Saturday, May 22, 2010

Continuation of Tutorial?

Here's the other way to solve a quadratic equation. I'll make this short cause I'm tired and I guess- lazy





Here's how it works.





Pretend we have x^2 + 4x + 3 = 0





x^2 + 4x = -3





b = 4





Add by (b/2)^2 on both sides





(4/2)^2 = 4





x^2 + 4x + 4 = 1





Now we can factor this.





Find b/2 and that will be your blank term of:





(x+_)(x+_) = 1





4/2 = 2





(x+2)(x+2) = 1





(x+2)^2 = 1





x + 2 = -1





x + 2 = 1





x = -3 or -1





When you factor normally you would have gotten:





(x+3)(x+1) = 0





x = -3





x = -1





Now pretend we have an equation:





2x^2 + 10x + 12 = 0





You could divide by 2 on both sides, but let's not.

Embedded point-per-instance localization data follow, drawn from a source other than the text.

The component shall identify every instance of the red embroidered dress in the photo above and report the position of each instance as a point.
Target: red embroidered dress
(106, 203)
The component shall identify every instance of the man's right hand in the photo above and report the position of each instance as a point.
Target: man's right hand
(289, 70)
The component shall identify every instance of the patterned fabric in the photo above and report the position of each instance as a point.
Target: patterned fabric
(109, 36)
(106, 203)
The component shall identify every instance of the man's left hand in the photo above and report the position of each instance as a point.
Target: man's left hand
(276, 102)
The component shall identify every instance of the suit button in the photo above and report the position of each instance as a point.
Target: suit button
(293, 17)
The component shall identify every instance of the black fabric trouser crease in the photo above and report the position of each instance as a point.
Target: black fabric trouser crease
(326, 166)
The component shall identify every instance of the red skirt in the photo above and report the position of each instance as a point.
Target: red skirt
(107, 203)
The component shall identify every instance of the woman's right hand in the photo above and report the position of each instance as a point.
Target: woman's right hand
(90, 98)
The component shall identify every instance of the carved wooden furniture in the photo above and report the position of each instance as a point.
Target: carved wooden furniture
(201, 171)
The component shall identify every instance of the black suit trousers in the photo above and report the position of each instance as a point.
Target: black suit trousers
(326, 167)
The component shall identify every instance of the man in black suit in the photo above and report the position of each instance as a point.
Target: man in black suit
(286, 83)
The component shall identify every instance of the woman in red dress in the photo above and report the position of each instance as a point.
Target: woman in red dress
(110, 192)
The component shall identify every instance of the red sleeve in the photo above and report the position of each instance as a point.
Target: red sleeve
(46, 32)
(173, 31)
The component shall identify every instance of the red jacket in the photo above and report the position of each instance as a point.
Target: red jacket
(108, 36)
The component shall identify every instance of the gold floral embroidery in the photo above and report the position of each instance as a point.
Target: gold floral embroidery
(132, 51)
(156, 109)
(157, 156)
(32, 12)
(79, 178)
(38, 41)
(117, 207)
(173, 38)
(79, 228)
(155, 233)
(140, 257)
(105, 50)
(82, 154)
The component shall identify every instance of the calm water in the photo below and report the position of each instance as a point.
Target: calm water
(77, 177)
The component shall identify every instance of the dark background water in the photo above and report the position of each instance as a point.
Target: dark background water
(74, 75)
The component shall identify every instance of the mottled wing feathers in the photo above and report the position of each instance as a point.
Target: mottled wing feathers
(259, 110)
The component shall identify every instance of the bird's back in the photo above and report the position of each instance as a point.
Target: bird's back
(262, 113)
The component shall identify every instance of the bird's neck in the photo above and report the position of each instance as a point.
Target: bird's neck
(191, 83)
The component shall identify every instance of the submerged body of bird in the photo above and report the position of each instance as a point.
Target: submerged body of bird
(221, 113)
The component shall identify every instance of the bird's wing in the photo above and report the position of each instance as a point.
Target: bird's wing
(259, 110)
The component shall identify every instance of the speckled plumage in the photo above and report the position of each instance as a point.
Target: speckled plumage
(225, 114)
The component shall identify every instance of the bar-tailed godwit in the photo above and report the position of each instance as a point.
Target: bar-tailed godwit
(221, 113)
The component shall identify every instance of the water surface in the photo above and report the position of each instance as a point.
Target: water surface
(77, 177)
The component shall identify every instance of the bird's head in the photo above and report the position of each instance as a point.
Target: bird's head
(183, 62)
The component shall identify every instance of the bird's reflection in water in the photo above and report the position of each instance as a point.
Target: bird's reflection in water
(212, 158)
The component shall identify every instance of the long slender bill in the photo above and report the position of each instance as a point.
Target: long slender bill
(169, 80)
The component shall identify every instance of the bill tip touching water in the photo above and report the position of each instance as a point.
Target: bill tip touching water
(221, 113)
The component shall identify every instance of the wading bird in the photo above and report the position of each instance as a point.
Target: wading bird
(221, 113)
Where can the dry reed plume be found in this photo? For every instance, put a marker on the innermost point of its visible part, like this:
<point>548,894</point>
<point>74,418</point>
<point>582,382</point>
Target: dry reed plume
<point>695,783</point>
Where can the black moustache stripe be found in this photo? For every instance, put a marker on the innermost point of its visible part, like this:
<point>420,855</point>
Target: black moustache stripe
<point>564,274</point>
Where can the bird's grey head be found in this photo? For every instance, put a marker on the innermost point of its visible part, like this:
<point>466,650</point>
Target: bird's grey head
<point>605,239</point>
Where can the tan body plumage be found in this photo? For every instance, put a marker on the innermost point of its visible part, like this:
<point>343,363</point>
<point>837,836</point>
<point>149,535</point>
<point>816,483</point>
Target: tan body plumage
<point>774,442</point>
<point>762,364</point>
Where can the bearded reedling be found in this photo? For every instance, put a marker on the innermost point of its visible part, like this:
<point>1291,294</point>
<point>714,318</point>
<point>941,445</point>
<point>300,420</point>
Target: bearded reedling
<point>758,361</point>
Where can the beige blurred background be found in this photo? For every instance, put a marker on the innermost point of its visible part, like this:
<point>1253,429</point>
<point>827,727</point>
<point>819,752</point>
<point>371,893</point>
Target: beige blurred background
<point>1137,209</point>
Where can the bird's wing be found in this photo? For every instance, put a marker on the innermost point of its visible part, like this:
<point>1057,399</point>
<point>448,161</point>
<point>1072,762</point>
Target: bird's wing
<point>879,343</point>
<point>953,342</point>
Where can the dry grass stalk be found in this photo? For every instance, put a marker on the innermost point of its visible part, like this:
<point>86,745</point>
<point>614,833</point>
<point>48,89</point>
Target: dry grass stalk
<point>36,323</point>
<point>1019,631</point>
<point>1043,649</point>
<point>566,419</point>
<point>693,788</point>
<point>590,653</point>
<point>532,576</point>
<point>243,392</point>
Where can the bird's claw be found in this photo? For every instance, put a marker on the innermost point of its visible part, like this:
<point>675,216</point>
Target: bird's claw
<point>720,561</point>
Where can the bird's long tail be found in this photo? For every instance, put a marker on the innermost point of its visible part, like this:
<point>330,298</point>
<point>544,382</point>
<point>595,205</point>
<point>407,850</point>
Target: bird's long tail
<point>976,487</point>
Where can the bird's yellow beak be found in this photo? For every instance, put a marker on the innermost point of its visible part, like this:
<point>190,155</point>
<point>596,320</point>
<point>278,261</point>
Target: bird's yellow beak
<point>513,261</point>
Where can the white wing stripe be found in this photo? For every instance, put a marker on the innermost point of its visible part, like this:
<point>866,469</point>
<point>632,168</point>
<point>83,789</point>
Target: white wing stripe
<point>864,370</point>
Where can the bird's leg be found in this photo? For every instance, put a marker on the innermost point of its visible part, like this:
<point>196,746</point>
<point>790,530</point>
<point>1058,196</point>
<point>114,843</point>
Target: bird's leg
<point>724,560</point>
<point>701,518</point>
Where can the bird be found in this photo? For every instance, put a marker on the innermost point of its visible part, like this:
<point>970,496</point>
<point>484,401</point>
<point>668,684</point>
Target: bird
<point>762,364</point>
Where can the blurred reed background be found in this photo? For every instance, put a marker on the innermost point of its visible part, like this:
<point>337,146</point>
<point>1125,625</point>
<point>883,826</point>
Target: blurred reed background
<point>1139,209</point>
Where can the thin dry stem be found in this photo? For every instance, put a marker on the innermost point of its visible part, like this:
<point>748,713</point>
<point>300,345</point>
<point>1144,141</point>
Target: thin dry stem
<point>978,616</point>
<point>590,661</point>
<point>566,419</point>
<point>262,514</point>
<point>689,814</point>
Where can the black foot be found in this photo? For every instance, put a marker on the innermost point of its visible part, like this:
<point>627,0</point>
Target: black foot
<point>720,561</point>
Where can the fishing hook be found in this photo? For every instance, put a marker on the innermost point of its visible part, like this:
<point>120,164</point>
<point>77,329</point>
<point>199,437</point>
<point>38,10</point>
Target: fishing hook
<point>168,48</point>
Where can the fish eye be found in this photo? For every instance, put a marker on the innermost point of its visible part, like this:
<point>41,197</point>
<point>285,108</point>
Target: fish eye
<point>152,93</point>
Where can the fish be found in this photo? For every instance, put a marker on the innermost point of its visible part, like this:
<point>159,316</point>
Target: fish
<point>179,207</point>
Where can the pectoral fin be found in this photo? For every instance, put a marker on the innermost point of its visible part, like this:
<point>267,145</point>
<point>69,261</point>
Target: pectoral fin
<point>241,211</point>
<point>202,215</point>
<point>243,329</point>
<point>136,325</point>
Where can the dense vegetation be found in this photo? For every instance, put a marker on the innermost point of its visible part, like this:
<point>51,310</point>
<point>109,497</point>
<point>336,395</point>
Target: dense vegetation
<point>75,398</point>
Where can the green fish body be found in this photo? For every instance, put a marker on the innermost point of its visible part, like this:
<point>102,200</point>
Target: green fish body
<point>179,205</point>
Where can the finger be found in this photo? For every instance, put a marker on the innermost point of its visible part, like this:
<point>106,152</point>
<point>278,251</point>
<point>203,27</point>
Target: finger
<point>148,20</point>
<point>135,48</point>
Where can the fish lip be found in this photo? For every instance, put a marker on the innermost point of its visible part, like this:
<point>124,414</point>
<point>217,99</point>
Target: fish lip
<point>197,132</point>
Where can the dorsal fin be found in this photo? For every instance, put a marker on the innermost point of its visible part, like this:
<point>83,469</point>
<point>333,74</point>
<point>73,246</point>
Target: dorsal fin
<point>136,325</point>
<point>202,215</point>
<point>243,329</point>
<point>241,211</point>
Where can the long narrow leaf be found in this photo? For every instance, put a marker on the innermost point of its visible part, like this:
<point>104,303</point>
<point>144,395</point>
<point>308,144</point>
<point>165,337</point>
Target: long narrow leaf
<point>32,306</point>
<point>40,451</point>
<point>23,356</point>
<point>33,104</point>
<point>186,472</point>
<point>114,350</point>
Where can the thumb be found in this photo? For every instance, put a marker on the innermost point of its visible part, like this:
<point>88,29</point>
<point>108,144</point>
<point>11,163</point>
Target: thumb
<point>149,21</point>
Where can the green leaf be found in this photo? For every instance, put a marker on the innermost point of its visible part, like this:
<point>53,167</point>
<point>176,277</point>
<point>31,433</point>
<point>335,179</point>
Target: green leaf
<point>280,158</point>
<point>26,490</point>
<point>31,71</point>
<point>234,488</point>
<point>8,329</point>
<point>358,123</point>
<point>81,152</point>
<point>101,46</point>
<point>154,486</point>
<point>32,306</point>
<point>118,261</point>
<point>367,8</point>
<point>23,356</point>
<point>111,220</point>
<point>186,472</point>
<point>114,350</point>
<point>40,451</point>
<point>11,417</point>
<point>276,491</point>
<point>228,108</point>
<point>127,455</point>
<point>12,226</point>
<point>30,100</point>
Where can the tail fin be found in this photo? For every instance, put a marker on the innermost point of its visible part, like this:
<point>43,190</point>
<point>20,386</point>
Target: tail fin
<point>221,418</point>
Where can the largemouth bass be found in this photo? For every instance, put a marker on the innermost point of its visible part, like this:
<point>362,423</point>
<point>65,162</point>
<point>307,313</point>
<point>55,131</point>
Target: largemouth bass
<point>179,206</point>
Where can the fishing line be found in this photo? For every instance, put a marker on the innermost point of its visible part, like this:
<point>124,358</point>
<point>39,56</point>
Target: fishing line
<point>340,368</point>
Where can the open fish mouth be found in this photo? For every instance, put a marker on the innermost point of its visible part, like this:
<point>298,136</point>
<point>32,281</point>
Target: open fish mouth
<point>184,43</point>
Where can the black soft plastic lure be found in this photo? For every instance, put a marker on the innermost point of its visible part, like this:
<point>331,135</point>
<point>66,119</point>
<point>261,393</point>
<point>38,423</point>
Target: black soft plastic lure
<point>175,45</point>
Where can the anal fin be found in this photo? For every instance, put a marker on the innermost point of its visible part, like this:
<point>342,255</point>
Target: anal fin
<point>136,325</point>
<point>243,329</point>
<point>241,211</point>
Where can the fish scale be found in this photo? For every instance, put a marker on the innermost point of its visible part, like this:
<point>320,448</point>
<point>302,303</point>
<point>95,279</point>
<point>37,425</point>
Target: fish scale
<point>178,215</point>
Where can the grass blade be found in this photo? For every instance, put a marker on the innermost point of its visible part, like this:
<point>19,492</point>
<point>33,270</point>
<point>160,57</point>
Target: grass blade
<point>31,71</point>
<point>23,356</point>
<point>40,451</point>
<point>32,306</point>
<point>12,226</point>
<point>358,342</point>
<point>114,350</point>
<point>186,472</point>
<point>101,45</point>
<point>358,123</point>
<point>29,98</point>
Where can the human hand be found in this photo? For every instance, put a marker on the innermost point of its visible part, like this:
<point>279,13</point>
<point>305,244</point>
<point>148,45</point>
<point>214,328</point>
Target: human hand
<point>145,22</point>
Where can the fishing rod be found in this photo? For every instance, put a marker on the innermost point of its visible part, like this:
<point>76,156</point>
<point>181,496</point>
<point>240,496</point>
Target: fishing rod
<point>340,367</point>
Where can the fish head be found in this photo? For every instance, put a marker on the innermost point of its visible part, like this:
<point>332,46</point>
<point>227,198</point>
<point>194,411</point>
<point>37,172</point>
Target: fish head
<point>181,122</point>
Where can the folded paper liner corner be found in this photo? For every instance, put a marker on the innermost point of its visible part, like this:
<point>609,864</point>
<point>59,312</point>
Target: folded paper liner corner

Multiply the a term with the c term.





(2)(12) = 24





Find a factor pair that will add to 10.





The factor pair is 4 and 6.





Split the equation into 2 groups.





(2x^2 + 4x) + (6x + 12) = 0





Factor the insides





2x(x+2) + 6(x+2) = 0





(2x+6)(x+2) = 0





2(x+3)(x+2) = 0





x = -3 or -2





Hope you've learned something today!

Continuation of Tutorial?
Thanks Kenneth you just explained why the famous quadratic formula (-b+-sqrt(b^2-4ac))/2a works. However I don't think there is anything new in what you wrote, people have known about completing to squares and etc for a very long time now and your method is not as fast as using the formula.